The expansion of subsidized medical services to more Massachusetts residents, along with zero growth in the number of physicians available to patients, has produced inevitably unwelcome results. The Massachusetts Medical Society reported last August that only half of the state’s primary-care practices are now accepting new patients, down from 70 percent as recently as 2007. The average waiting time for a new-patient appointment with an internist is 44 days. It now takes an average of 45 days for a new patient to get an appointment with a family doctor.

Michael Murphy, a resident of Cambridge, told the Wall Street Journal in 2011 what the longer waiting times meant for him:

I had a doctor’s appointment which ended up being canceled because my doctor decided to stop practicing medicine in Massachusetts — my second doctor to do so in less than six months. However, his office couldn’t reschedule my appointment with another of their dozens of doctors because none were taking new patients. So instead they asked what prescriptions I needed and had a doctor I’d never met write them for me, and then told me to call back next month to see if any appointments were available. I may have health insurance, but that is not health care.

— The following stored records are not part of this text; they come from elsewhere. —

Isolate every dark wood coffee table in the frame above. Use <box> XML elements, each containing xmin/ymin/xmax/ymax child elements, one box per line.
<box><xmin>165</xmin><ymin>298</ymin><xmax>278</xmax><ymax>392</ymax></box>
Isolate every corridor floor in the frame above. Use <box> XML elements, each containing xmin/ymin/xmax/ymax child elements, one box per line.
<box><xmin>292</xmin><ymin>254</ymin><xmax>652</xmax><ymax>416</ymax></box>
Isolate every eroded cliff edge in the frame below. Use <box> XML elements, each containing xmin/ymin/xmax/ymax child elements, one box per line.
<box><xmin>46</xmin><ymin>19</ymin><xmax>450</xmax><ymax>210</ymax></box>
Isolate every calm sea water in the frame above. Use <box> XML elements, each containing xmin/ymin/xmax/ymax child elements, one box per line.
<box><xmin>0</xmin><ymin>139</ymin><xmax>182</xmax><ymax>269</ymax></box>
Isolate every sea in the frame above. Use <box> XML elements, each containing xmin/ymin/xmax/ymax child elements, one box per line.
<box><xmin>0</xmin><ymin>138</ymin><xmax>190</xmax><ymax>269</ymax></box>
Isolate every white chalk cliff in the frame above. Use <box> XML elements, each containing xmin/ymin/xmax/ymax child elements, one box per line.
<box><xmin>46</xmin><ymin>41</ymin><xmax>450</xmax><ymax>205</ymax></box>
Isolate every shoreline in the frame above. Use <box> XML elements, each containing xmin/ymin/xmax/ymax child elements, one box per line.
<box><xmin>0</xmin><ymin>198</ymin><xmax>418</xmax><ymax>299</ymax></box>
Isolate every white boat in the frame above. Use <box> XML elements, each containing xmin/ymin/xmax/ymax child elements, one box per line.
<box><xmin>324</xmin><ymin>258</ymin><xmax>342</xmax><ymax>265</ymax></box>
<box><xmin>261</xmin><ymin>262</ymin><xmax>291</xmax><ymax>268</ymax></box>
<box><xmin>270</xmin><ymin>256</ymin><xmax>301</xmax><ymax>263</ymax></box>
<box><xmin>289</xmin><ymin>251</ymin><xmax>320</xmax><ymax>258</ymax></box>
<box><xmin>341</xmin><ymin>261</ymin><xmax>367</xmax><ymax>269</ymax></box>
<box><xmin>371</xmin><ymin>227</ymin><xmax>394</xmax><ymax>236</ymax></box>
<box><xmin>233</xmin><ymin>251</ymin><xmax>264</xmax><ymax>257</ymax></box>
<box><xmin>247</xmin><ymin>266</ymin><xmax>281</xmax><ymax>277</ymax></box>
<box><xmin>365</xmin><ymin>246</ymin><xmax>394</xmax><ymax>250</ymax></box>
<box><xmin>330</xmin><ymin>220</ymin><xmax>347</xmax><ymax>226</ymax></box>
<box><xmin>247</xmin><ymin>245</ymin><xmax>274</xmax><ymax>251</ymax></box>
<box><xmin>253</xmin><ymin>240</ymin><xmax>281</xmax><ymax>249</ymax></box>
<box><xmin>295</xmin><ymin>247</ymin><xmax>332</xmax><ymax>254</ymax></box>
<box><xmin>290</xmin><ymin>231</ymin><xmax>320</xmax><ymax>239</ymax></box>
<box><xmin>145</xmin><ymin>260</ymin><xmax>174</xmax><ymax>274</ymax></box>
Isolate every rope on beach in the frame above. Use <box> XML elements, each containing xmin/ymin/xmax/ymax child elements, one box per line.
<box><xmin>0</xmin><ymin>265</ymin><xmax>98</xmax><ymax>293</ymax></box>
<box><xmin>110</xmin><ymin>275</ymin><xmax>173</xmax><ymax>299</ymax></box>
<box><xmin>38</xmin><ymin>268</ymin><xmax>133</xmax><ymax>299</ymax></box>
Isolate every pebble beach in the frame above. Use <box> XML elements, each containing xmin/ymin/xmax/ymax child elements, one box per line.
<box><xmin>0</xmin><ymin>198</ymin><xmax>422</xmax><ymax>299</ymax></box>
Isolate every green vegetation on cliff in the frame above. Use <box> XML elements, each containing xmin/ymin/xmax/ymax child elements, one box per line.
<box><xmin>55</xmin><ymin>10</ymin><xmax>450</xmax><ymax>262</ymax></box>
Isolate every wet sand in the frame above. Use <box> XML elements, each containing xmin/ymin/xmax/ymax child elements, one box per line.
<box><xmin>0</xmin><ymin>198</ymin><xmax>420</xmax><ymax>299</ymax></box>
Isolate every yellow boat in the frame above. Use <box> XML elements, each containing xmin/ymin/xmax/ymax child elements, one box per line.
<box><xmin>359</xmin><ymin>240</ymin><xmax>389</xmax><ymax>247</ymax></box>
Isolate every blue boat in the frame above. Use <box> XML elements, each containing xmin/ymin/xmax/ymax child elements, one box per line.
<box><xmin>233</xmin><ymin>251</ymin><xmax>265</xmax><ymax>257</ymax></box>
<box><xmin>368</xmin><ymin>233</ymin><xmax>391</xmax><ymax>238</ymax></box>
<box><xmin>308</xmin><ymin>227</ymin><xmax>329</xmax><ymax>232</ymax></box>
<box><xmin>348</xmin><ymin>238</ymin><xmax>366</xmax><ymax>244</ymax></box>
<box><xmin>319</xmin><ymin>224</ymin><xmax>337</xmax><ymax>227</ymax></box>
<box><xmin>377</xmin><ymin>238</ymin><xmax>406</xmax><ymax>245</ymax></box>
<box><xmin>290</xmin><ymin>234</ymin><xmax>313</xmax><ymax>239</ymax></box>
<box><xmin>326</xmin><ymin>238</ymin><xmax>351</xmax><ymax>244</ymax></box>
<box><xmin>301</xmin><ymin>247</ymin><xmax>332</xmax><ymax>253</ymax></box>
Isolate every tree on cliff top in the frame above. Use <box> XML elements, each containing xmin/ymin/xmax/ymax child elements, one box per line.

Skyrocketing insurance premiums, a slowdown in medical innovation, longer waiting times for appointments. Obviously, Obamacare isn’t solely to blame for the long-standing problems with American health care. But it clearly isn’t making matters better. Last week, 33 of the Senate’s 53 Democrats voted to repeal Obamacare’s 2.3 percent tax on medical-device makers, a levy that Senator Al Franken (D., Minn.) complained was hurting U.S. medicine: “The industry is being punished for its innovation and growth.”

If the only people being punished by Obamacare were medical-device manufacturers, we’d be lucky. The truth is, the biggest victims of Obamacare are the vast majority of the American people, and polls show that more and more of them are recognizing that unpleasant reality.

— John Fund is national-affairs columnist for NRO.